Human-in-control: how writes are gated
Read access over MCP is immediate — an AI can query your pipeline or a project’s context the moment it’s connected. Actions that change state follow a stricter rule inside sSystm’s own agent mode: every write is staged as pending, a human reviews exactly what it wants to do, and nothing executes until approved. Every run — approved or rejected — is recorded in the Agent Log, so the history is auditable by your whole team, not just the person who approved it.
That’s the same principle whether the AI acting is sSystm’s built-in platform agent or your own MCP-connected client: the AI proposes, a human gates. Read more about the mechanics in Security & data model.
Built-in chatbot vs. MCP surface
| Built-in chatbot | sSystm’s MCP surface | |
|---|---|---|
| Which AI you use | Whatever the vendor chose | Any MCP client you already trust |
| What it can do | Fixed set of pre-built flows | 29 tools, extended as the platform grows |
| Pricing model | Per-token markup baked into your bill | Bring your own AI subscription |
| Write access | Usually none, or narrow | Full workspace, human-gated |
| Data grounding | Vendor’s context window | Real resources — your actual pipeline, tokens, docs |
How to connect your AI to sSystm
- Open the MCP module in your workspace and generate a token.
- Point your client — Claude Desktop, Claude Code, claude.ai, or Cursor — at the endpoint using that token.
- Ask it something grounded in your real data: summarise open deals, draft a component in your brand, or list a project’s full context.
Because sSystm has no central database, every read and write your AI makes over MCP lands on the database provisioned on your Cloudflare account — the same BYOC guarantee that applies to your team applies to your AI. Explore the full module catalogue to see everything your AI can reach.
Frequently asked questions
What is MCP (Model Context Protocol)?
MCP is an open protocol that lets an AI assistant connect to an external system over one endpoint and call two kinds of operations: tools (actions it can take) and resources (data it can read).
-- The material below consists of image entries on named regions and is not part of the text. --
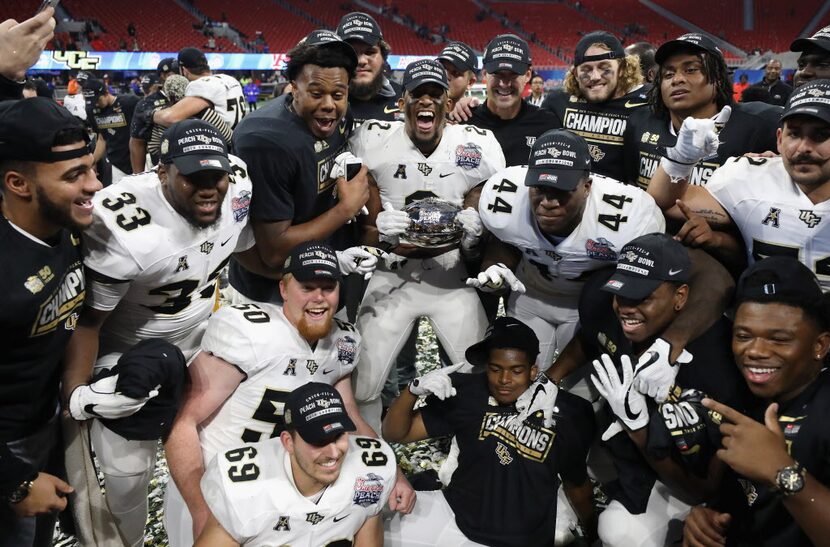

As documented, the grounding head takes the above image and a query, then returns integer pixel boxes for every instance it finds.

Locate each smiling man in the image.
[624,33,781,190]
[230,30,369,302]
[196,382,395,547]
[64,120,256,545]
[165,242,394,547]
[383,317,596,547]
[542,31,651,181]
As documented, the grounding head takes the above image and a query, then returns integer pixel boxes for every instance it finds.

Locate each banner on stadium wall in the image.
[32,51,458,71]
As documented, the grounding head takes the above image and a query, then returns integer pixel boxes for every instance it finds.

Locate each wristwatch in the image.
[775,462,804,496]
[8,479,35,503]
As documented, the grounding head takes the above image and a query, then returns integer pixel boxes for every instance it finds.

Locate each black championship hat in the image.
[735,256,824,305]
[178,47,210,70]
[654,32,723,65]
[282,241,343,281]
[602,232,692,300]
[402,59,450,91]
[0,97,90,163]
[574,30,625,66]
[337,11,383,46]
[484,34,532,74]
[790,25,830,53]
[285,382,357,446]
[781,80,830,123]
[525,129,591,192]
[159,119,233,176]
[436,42,479,72]
[464,317,539,366]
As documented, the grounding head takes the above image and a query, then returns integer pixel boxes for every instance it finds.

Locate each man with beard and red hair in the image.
[165,241,406,546]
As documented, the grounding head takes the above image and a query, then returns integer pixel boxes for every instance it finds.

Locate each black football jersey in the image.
[542,84,651,181]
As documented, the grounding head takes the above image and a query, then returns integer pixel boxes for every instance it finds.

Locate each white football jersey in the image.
[189,74,248,129]
[83,156,254,355]
[478,166,666,297]
[349,120,504,209]
[202,435,396,547]
[706,157,830,291]
[199,303,360,462]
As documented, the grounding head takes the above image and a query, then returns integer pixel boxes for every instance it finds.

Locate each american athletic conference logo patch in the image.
[352,473,383,507]
[231,190,251,222]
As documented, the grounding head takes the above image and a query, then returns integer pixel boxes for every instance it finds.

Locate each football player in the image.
[164,242,413,547]
[196,382,395,547]
[648,80,830,290]
[624,33,781,190]
[542,31,651,181]
[383,317,596,547]
[568,233,746,547]
[65,120,256,545]
[151,47,248,144]
[683,260,830,547]
[349,60,504,427]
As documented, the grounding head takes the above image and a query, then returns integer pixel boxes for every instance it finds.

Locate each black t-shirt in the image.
[719,369,830,547]
[349,80,403,129]
[542,84,651,181]
[578,268,746,514]
[86,95,139,175]
[130,90,170,165]
[464,101,559,167]
[421,373,595,547]
[0,216,85,441]
[230,95,357,301]
[624,102,781,190]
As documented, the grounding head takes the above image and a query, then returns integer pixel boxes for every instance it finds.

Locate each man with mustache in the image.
[648,80,830,290]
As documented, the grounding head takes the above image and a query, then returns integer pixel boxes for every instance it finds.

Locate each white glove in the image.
[634,338,692,403]
[591,353,648,441]
[467,262,526,293]
[335,247,378,279]
[329,152,363,179]
[69,374,160,420]
[514,373,559,427]
[360,245,409,272]
[455,207,484,250]
[660,105,732,182]
[409,362,466,401]
[375,202,411,245]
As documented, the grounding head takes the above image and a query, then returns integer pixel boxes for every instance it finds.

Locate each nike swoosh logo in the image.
[624,391,642,422]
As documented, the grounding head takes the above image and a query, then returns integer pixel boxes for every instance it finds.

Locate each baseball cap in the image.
[178,47,209,69]
[83,78,107,102]
[464,317,539,366]
[156,57,179,74]
[337,11,383,46]
[654,32,723,65]
[525,129,591,191]
[602,232,692,300]
[735,256,824,304]
[574,30,625,66]
[0,97,90,163]
[781,80,830,123]
[484,34,531,74]
[297,29,357,67]
[282,241,343,281]
[790,25,830,52]
[436,42,479,72]
[285,382,357,445]
[402,59,450,91]
[159,119,233,175]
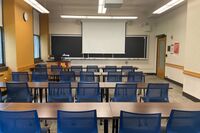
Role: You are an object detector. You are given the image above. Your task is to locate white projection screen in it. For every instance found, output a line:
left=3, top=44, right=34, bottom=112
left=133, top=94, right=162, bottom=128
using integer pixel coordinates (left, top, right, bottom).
left=82, top=20, right=126, bottom=54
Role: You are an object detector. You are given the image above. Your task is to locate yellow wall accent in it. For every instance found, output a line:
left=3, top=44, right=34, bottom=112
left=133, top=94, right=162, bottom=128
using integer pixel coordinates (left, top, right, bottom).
left=3, top=0, right=17, bottom=70
left=3, top=0, right=34, bottom=71
left=165, top=63, right=184, bottom=70
left=183, top=70, right=200, bottom=78
left=15, top=0, right=34, bottom=69
left=40, top=14, right=50, bottom=60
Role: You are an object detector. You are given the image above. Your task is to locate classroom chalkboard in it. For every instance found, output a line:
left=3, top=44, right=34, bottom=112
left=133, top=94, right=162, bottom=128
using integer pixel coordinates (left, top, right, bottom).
left=51, top=36, right=83, bottom=57
left=51, top=36, right=148, bottom=58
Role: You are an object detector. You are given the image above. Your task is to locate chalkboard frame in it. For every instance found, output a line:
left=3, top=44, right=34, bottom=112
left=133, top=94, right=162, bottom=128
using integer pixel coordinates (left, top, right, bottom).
left=51, top=34, right=149, bottom=59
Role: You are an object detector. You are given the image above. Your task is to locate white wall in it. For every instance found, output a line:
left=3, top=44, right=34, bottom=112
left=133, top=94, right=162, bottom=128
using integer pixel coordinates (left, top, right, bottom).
left=155, top=4, right=187, bottom=83
left=50, top=21, right=156, bottom=73
left=183, top=0, right=200, bottom=99
left=33, top=10, right=40, bottom=35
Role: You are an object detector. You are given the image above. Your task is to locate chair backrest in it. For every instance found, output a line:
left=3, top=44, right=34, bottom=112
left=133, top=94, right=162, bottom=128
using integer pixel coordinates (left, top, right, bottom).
left=34, top=64, right=47, bottom=72
left=32, top=72, right=48, bottom=82
left=121, top=66, right=135, bottom=72
left=12, top=72, right=29, bottom=82
left=77, top=82, right=101, bottom=102
left=103, top=66, right=117, bottom=72
left=166, top=110, right=200, bottom=133
left=0, top=91, right=2, bottom=102
left=71, top=66, right=82, bottom=73
left=146, top=83, right=169, bottom=102
left=0, top=110, right=41, bottom=133
left=60, top=71, right=75, bottom=82
left=80, top=71, right=95, bottom=82
left=107, top=72, right=122, bottom=82
left=6, top=82, right=32, bottom=102
left=57, top=110, right=98, bottom=133
left=87, top=65, right=99, bottom=72
left=48, top=82, right=73, bottom=102
left=51, top=65, right=62, bottom=72
left=112, top=83, right=137, bottom=102
left=120, top=111, right=161, bottom=133
left=128, top=72, right=144, bottom=83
It was designed so any MCP-compatible AI client can work with any MCP-compatible system, without custom integration code for each pair.
Does sSystm have its own built-in AI chatbot?
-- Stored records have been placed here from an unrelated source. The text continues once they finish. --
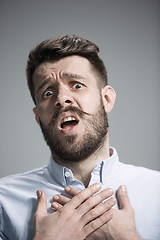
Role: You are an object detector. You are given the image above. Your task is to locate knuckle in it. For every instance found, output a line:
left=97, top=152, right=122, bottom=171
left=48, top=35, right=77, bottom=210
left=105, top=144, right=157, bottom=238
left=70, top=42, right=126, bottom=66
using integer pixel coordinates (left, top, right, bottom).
left=90, top=209, right=97, bottom=219
left=86, top=198, right=93, bottom=209
left=90, top=221, right=97, bottom=230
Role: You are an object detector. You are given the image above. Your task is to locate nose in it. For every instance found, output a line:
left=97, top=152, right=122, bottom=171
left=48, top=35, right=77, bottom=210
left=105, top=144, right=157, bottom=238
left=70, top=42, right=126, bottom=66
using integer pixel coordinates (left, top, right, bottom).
left=55, top=89, right=74, bottom=108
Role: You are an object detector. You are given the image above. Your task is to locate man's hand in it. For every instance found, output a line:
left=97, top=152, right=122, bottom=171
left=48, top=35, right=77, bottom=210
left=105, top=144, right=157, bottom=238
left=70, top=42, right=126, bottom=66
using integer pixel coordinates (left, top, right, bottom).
left=52, top=186, right=141, bottom=240
left=34, top=184, right=116, bottom=240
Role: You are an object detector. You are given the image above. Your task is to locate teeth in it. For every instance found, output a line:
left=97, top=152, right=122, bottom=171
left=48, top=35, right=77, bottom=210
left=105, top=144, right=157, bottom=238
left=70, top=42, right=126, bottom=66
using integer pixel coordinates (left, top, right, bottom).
left=62, top=117, right=76, bottom=123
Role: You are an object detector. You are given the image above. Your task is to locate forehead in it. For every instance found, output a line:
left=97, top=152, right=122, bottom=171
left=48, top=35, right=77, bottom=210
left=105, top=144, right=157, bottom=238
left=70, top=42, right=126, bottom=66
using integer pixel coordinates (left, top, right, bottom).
left=33, top=56, right=95, bottom=80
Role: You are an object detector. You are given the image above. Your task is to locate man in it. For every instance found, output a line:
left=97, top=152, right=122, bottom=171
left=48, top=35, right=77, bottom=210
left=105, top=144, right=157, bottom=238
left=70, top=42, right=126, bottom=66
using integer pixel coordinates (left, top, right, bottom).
left=0, top=35, right=160, bottom=240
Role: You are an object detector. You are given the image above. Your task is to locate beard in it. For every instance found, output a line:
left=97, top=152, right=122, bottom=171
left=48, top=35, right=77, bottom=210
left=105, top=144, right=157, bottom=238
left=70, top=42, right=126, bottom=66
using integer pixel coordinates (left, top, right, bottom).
left=40, top=100, right=109, bottom=163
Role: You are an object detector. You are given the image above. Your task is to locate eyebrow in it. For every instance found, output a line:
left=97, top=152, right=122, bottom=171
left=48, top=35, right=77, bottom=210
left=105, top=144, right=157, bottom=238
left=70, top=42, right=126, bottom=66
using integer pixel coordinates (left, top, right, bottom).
left=62, top=73, right=85, bottom=79
left=37, top=78, right=51, bottom=92
left=37, top=73, right=86, bottom=92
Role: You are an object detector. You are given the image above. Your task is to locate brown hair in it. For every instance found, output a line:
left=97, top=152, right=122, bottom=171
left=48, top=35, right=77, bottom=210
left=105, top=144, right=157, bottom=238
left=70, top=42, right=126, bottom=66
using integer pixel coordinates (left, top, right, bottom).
left=26, top=35, right=108, bottom=104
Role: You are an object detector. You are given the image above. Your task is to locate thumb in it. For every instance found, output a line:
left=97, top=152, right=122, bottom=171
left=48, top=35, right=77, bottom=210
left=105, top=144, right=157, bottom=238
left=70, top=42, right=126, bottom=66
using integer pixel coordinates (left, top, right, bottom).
left=117, top=185, right=132, bottom=210
left=35, top=190, right=47, bottom=218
No, not as the primary interface. sSystm doesn't ship a second-rate code generator or chatbot and call it intelligence. Instead, the entire platform is exposed as an MCP surface — you connect the AI you already trust (Claude, Cursor, or any MCP client), and it reads and writes your actual workspace.
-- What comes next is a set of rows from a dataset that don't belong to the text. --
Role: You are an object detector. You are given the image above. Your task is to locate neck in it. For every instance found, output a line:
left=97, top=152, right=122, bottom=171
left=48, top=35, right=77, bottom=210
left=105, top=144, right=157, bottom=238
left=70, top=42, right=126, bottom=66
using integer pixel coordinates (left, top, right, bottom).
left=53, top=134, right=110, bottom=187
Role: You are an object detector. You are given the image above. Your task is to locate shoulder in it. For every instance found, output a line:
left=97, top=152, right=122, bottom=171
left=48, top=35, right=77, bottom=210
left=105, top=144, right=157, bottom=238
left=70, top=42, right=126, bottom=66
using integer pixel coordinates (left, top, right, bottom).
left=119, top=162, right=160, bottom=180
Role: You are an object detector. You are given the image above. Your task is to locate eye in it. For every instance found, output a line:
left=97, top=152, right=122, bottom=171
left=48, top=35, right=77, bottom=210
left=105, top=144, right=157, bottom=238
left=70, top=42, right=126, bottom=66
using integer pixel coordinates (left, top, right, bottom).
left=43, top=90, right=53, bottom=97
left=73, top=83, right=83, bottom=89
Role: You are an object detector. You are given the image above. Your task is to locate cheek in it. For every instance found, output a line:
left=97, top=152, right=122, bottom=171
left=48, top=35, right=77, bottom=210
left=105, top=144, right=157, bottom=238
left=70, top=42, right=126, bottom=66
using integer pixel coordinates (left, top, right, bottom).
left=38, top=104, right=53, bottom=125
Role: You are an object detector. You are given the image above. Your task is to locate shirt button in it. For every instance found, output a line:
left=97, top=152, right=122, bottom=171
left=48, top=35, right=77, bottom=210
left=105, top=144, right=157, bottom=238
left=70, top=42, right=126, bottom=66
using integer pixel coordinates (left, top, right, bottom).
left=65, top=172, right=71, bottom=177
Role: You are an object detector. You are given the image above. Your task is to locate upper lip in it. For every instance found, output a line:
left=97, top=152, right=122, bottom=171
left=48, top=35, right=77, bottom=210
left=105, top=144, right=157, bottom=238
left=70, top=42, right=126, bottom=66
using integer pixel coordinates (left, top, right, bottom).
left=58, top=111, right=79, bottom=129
How many tools and resources does sSystm expose over MCP?
29 tools and 35 resources, spanning CRM (contacts, companies, deals, tasks), projects, the design system (tokens, rules, components, wireframes), documents, calendar, content and marketing, and skills. Tools cover actions like creating a contact or a wireframe; resources are read surfaces like your live pipeline or a project's full context.
Can an AI write to my workspace without my approval?
Only for actions you've explicitly exposed as safe. sSystm's own built-in platform agent stages every write as pending and waits for a human to approve it before anything executes, with every run recorded in an Agent Log. Your externally-connected AI (via MCP) acts within whatever tools you've enabled — the same human-in-control principle applies to the platform's own agent mode.
What AI clients can I connect to sSystm over MCP?
Any MCP-compatible client: Claude Desktop, Claude Code, claude.ai (via a custom connector), Cursor, and others as the ecosystem grows. You generate a token in the MCP module, point your client at the endpoint, and it can immediately read and act on your real workspace data.
sSystm is the first BYOC agency OS — your clients, your code and your cloud on your own Cloudflare account, with your AI working the whole workspace over MCP.